También es importante resaltar de acuerdo al estudio de toda esta normatividad; que, si bien a las personas privadas de la libertad le son restringidos algunos de sus derechos, ello no quiere decir que se faculte al Estado para desconocer sus derechos fundamentales, como lo son la salud, el trabajo, la educación, la alimentación, la dignidad humana, pues el respeto a todos ellos es esencial para su reintegración a la vida social.

Se puede observar que la noción de resocialización como fin esencial de la pena, se encuentra suficientemente determinada dentro del ordenamiento jurídico colombiano, para su aplicación en cada uno de los establecimientos de reclusión de orden nacional, pero se reconoce el gran número de reincidentes, así como también, la multiplicidad de individuos que cumpliendo una condena no han vuelto a cometer ilícitos, por lo que se cree que el éxito de resocialización de cada individuo descansa en su subjetividad, haciendo relación con su comportamiento; su interés por el cambio; sus metas a futuro, y su propósito de vida.

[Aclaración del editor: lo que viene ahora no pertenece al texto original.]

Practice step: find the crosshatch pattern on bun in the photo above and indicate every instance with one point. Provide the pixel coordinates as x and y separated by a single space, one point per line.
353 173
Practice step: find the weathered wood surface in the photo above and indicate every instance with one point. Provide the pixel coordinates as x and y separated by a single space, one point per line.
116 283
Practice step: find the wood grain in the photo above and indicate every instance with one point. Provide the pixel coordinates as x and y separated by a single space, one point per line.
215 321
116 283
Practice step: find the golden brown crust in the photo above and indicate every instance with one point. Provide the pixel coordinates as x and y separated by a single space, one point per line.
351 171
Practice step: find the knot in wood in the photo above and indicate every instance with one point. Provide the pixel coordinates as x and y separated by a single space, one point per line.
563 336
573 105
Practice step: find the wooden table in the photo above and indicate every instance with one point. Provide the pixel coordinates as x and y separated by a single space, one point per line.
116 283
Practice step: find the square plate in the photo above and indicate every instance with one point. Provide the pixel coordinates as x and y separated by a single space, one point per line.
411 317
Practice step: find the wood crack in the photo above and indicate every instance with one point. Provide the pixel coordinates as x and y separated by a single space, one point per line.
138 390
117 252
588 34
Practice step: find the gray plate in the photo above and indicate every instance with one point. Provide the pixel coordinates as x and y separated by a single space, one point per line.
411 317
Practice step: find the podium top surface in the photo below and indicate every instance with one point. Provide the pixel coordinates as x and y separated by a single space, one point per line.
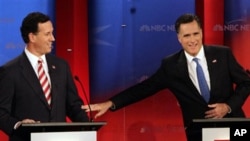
62 126
221 120
54 124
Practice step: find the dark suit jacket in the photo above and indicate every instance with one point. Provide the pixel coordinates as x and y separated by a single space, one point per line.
173 74
21 94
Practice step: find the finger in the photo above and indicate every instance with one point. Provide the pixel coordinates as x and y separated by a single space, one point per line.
212 105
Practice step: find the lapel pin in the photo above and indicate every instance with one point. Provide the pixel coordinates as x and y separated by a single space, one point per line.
214 61
53 67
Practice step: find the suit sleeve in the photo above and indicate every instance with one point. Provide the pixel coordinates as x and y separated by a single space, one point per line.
7 122
74 102
241 81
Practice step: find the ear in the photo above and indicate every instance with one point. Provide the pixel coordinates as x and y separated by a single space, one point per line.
178 37
32 37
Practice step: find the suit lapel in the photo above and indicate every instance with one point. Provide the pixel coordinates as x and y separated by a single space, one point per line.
212 64
183 69
31 77
53 76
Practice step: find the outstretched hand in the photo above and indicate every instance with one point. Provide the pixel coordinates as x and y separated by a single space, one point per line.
100 108
219 110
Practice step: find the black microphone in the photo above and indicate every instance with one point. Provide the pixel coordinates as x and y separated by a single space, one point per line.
85 95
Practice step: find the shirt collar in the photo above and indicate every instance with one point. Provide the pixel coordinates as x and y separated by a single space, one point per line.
32 58
200 55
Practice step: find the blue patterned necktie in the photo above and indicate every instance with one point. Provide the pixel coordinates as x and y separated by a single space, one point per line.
202 81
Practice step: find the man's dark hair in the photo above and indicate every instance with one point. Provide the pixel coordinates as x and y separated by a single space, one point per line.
30 24
186 18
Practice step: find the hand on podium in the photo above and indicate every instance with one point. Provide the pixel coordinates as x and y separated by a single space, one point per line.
100 108
217 110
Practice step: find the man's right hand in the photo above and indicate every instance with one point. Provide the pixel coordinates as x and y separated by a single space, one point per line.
100 108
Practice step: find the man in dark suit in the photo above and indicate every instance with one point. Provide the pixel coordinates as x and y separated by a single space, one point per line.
178 73
22 98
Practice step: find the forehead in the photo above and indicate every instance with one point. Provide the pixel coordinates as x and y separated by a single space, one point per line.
189 27
45 27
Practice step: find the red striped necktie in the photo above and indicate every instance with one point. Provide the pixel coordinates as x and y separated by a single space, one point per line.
44 81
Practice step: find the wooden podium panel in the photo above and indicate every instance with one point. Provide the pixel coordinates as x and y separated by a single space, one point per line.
62 131
64 136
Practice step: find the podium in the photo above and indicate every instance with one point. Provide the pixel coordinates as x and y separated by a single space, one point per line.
62 131
225 129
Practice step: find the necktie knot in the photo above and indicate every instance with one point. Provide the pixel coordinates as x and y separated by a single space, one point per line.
40 61
204 90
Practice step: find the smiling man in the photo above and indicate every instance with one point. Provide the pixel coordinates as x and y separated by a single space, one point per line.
37 86
201 77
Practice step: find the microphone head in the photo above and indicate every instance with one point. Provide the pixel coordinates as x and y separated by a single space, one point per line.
76 78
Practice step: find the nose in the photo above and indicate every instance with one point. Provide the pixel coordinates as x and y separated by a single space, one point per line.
52 37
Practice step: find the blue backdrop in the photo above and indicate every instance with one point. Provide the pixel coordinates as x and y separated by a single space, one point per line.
128 39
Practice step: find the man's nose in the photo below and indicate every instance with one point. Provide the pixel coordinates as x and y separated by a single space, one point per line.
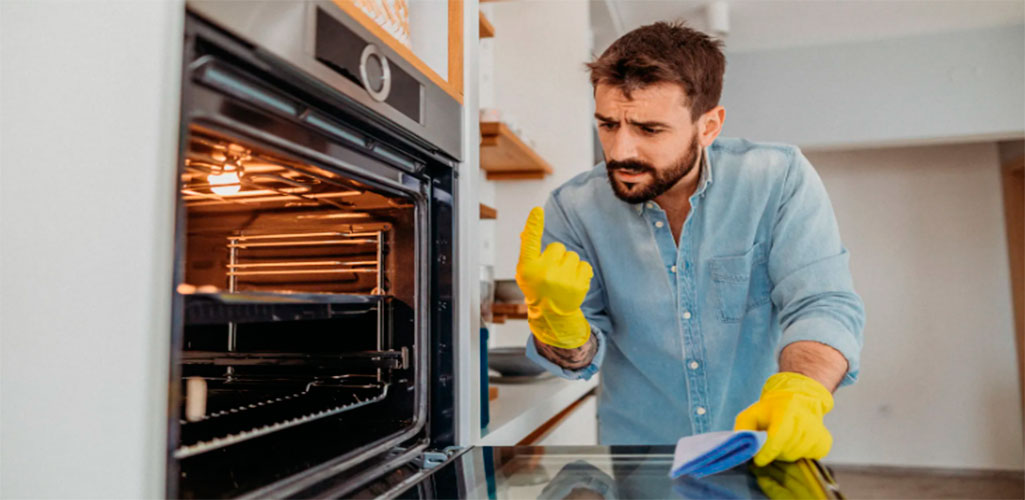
623 147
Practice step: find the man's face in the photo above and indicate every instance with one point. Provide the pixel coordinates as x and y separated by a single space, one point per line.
649 139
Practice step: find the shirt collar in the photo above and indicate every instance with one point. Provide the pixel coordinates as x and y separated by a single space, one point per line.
704 178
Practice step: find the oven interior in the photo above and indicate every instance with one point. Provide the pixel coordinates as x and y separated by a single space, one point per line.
299 289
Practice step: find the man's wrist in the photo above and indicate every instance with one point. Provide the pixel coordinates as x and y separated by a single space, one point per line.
570 359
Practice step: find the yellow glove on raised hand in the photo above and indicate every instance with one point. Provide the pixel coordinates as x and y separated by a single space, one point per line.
555 284
790 409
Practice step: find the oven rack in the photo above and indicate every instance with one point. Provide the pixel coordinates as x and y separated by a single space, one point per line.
219 308
344 361
273 415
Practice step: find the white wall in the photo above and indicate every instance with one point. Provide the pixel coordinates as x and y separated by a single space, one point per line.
945 87
938 387
89 131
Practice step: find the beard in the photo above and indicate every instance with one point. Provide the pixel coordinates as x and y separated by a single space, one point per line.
661 179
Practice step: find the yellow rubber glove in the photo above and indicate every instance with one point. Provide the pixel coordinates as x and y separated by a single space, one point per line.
790 409
555 284
786 481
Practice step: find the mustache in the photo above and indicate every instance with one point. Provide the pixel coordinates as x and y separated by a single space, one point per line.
633 166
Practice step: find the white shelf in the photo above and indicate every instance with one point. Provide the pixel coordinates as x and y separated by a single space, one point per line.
522 408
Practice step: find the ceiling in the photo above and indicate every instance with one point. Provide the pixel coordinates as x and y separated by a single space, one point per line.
763 25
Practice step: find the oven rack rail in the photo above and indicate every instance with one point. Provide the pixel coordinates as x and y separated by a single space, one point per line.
362 359
273 415
219 308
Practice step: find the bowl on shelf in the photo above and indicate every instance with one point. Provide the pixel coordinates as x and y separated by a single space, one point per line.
513 362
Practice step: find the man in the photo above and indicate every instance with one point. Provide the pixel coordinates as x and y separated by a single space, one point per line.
691 269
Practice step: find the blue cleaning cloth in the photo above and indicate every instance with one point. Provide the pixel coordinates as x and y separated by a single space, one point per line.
706 454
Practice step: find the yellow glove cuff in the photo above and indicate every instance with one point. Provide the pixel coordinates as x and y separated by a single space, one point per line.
800 384
565 331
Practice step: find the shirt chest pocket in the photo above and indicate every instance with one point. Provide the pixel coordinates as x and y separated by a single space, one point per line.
740 283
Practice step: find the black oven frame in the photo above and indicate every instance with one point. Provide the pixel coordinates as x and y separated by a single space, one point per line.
427 175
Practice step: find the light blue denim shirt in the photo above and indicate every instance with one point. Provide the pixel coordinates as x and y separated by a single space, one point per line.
688 333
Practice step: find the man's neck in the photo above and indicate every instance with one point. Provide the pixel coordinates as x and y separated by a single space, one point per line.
679 196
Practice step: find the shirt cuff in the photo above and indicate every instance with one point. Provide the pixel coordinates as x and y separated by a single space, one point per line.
582 373
830 332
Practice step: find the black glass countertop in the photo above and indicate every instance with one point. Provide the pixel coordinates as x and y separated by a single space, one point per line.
608 472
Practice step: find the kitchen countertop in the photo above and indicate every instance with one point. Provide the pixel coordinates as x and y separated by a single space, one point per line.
521 408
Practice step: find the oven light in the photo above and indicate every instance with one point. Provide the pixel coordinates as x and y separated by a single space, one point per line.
224 183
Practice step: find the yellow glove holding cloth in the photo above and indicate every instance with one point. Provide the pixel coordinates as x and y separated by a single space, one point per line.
555 284
790 409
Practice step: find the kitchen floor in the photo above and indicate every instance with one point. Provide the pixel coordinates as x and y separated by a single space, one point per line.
890 483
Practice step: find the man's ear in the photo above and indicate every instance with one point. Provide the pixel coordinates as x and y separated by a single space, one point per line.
709 125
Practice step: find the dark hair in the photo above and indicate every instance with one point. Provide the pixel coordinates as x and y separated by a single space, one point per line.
665 52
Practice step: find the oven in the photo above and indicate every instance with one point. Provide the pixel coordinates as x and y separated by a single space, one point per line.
312 345
313 337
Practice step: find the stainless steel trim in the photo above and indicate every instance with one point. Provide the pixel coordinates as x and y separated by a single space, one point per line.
371 51
286 30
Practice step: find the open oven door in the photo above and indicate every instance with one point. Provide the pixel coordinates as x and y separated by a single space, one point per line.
556 472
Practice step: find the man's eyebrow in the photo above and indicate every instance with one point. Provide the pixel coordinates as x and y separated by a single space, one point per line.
632 122
648 124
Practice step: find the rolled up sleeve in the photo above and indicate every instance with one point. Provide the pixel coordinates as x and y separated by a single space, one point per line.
810 267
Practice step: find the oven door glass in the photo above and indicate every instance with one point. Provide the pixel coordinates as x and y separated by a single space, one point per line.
603 472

Finalmente se evidencia la gran normatividad legal, constitucional, interna, jurisprudencial e instrumentos internacionales que regulan el proceso de resocialización de las personas privadas de la libertad en el ordenamiento jurídico colombiano, por tanto, se ve innecesario la creación o implementación de nuevas normas que enfaticen sobre el mismo. Se cree que lo realmente necesario para su culminación exitosa seria mejorar la relación de sujeción que tiene el estado con la población privada de la libertad, garantizando que realmente exista un cumplimiento o garantía de satisfacción de las necesidades básicas de los privados de la libertad, tales como: creación y mejoramiento de las estructuras carcelarias; mejoramiento en la atención de salud y alimentaria, preocupación y una efectiva solución a las falencias carcelarias tales como escasez de personal de custodia y vigilancia como de profesionales, encargados de apoyar el proceso de resocialización de cada privado de la libertad, situaciones que se han venido padeciendo por décadas a las que no se les ha encontrado ninguna solución.